The peripheral management module (TWAIN) 26 is a standard subroutine library developed by many image peripheral vendors and application program vendors for managing data communications between application programs provided by application program vendors and peripheral driver modules provided by image peripheral vendors. The image peripherals include scanners, digital cameras, image database, etc.. And the application programs include image processing software, fax processing software, word processors, etc..
Please refer to FIG. 3. FIG. 3 is a diagrammatic view of the control flow between the application program 28 and the peripheral driver module 24 shown in FIG. 2. The application program 28 uses subroutine calls to communicate with the peripheral management module 26, and then the peripheral management module 26 uses subroutine calls to communicate with the peripheral driver module 24. The peripheral driver module 24 controls the peripheral device 14 according to instructions generated by the application program 28 and passes data between the application program 28 and the peripheral device 14.
One disadvantage of the prior art peripheral control system 10 is that both the peripheral management module 26 and the peripheral driver module 24 are in a subroutine file format instead of in executable file format. Only the application program 28 is in executable file format and can be executed independently. The peripheral management module 26 and the peripheral driver module 24 are initiated by the application program 28 before making subroutine calls and thus share the same allocated resources such as memory space. In such situation the peripheral driver module 24 must be executed together with the application program 28 in a computer. If any of them gets failed, both of them will stop execution.
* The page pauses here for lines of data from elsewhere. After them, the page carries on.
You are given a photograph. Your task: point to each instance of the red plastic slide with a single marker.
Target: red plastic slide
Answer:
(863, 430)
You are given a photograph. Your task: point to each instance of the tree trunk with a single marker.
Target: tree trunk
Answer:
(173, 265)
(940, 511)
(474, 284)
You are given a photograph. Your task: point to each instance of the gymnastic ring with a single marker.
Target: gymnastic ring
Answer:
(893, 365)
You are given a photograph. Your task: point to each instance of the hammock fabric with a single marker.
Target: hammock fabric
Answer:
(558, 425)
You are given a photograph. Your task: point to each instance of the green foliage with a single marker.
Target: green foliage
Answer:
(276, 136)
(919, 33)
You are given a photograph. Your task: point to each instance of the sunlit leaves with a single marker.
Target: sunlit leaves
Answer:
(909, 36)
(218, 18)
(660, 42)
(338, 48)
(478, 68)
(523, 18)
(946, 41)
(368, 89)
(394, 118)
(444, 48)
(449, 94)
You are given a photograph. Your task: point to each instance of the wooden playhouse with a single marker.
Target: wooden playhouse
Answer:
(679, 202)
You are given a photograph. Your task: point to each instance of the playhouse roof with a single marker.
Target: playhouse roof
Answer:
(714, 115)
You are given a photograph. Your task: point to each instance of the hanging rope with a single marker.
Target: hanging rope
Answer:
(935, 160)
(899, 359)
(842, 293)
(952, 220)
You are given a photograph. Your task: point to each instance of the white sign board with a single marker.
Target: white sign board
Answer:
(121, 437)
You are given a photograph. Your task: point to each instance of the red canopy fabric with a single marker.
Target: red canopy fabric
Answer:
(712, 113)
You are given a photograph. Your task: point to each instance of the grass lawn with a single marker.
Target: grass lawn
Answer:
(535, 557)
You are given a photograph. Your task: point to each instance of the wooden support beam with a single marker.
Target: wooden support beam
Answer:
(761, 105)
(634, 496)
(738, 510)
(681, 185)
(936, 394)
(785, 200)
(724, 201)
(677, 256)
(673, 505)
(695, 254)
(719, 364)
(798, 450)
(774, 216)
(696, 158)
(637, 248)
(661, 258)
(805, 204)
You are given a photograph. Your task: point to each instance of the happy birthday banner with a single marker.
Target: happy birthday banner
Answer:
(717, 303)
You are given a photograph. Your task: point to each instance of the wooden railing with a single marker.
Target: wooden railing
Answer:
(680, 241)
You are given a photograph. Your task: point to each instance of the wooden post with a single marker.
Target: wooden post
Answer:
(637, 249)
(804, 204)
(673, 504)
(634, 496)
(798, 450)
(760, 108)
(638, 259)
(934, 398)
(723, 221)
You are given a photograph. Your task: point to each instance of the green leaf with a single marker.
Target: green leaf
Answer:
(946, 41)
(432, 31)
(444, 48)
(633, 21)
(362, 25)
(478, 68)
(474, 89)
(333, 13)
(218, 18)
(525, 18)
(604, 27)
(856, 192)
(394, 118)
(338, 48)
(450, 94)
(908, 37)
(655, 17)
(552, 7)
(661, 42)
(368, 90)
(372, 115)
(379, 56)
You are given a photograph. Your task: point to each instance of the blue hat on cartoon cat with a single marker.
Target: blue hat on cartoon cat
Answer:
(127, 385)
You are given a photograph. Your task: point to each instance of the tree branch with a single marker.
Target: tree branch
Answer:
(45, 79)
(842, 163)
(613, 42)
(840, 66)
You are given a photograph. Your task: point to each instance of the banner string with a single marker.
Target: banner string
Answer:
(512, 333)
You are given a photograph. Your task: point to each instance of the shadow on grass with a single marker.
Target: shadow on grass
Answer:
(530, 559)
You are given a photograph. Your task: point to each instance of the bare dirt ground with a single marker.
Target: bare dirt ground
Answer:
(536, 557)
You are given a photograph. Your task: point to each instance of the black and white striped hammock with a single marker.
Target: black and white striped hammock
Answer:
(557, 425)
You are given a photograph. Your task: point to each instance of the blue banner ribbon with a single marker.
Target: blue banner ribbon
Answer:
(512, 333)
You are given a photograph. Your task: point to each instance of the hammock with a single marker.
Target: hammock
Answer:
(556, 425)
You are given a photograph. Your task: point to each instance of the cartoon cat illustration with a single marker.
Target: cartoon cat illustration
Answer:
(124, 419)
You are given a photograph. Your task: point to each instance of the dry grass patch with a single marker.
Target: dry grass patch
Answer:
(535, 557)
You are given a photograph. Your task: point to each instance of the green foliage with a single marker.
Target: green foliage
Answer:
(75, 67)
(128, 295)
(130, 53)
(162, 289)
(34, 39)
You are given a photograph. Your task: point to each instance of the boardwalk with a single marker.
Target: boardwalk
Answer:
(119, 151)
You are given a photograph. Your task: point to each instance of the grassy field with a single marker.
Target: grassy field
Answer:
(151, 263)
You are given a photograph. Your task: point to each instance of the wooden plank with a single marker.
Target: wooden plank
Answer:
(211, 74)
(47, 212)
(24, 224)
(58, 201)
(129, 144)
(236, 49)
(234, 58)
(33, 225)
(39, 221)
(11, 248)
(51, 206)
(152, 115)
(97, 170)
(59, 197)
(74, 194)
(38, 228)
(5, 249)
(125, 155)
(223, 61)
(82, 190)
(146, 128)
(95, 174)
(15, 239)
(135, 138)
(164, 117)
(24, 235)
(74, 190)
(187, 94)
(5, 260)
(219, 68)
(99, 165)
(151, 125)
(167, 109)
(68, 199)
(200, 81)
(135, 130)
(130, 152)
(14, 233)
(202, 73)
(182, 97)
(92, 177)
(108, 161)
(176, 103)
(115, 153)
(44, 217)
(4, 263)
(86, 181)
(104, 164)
Besides, since the peripheral driver module 24 must be passively initiated by the application program 28, it is impossible to add any automatically executable functions into the peripheral driver module 24 such as the automatic detecting and scanning function provided by many scanners nowadays. Such functions must be provided by using other software and/or hardware because of the passive initiation restriction of the peripheral driver module 24.